Risk Based Thinking - Is a Documented Procedure required?

[qusys]

Is it requested a documented procedure to establish the method followed to meet this requirement for risk analysis?
Could you share your experience and eventually some templates to follow?
thanks

 

[pziemlewicz]

Risk Based Thinking is not required as a stand-alone procedure. You do however need to demonstrate that you're assessing risk at all levels of the organization. If you have a procedure on supplier assessment, you're already doing this in Purchasing. Preventive Actions, PFMEAs, Cross Training Matrix, Contingency Plans, AQL sampling plans, capability studies, and Gage R+R's are all examples of Risk Assessment.

 

[qusys]

Thank you. I know that it is not a requirement, but the auditor could ask : which kind of method you follow for each QMS process? Which tables?

 

[Sidney Vianna]

I know that it is not a requirement, but the auditor could ask :

If you want to second guess the million possible asinine questions some auditors could ask, let the ISO gods have mercy on you.

Stick to the requirements of the standard and how you your system complies with them, in a meaningful manner, and you will be in a much better and sane place.

Systems are not meant to pass audits. Especially when conducted by questionably competent auditors. Systems exist to provide GOVERNANCE to an organization.

Good luck.

 

[Marc]

If it was me, I'd do a spreadsheet listing your processes. In it I would put in things your company does to assess risk(s) for each. If you do that it will get you to thinking about all the areas you do some type of risk assessment, paper based or otherwise. That way you will have a "cheat sheet" that you can use and discuss with the auditor, and it will help you to more fully understand all the various ways your company assesses various risks.

 

[QAMTY]

gusys

This list may be helpful. (attached)

Hope this helps

 

[marcbritten]

Have you read the official guide to risk based thinking put out by ISO?

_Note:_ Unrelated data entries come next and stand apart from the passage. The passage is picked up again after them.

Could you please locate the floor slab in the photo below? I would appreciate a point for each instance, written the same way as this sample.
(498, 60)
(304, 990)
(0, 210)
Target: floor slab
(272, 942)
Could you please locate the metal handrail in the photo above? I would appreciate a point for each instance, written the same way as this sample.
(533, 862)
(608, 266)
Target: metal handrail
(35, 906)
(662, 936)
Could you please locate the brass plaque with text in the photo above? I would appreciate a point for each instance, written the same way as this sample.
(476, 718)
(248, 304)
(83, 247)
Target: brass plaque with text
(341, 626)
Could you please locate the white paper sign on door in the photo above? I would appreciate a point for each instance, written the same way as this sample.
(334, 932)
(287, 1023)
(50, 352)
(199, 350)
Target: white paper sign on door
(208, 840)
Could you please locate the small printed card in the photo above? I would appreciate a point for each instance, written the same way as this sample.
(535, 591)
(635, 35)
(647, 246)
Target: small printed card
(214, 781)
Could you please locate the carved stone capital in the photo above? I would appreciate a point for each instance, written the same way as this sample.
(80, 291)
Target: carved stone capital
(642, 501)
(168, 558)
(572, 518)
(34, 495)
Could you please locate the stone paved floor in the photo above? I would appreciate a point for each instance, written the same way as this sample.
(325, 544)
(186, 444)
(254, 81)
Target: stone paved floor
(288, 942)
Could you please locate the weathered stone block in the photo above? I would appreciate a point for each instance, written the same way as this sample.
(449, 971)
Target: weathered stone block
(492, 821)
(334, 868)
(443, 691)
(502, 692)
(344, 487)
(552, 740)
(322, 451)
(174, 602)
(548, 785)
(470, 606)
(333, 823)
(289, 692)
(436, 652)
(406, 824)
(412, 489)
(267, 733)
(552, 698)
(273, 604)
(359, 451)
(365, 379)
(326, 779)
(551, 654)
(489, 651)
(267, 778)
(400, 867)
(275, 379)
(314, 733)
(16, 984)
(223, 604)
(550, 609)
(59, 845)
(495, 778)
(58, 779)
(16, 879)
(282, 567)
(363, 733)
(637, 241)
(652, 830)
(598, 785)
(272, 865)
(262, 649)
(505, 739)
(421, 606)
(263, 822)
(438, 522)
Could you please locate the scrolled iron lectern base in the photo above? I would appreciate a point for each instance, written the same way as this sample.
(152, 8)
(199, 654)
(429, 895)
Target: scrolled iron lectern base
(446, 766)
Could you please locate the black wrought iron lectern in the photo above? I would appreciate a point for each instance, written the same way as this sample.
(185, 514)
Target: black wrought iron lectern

I apparently can't post links but ISO/TC 176/SC2/N1284 RISK-BASED THINKING IN ISO 9001:2015

 

[Marc]

I think this is the ISO document link: https://committee.iso.org/files/liv...tion guidance docs/ISO9001_2015_and_Risk.docx

And here's one the ASQ has online: http://rube.asq.org/audit/2015/01/a-risk-based-thinking-model-for-iso-9001-2015.pdf

I think these links are already posted in one or more other threads here.

 

[Sidney Vianna]

I think these links are already posted in one or more other threads here.

You are correct, Marc. Several times.

From ISO 9001 2015

The following have been prepared by ISO/TC 176/SC2 to inform and assist your organization in making the transition:

• News on the ISO 9001 revision
• A summary of the changes, and on the revision of ISO 9001:2015
• Transition Planning Guidance for ISO 9001:2015
• Implementation Guidance for ISO 9001:2015
• ISO 9001:2008 and ISO 9001:2015 Correlation matrices
• A paper on ISO 9001 and Risk
• A presentation on ISO 9001 and Risk Based Thinking
• Guidance on the requirements for Documented Information of ISO 9001:2015
• How Change is addressed within ISO 9001:2015
• A paper on the Process Approach in ISO 9001:2015
• A presentation on the Process Approach in ISO 9001:2015
• Frequently Asked Questions (FAQs)

 

[qusys]

gusys

This list may be helpful. (attached)

Hope this helps

Thank you. I had already seen... Based upon requirements, the opportunities should be listed too, right?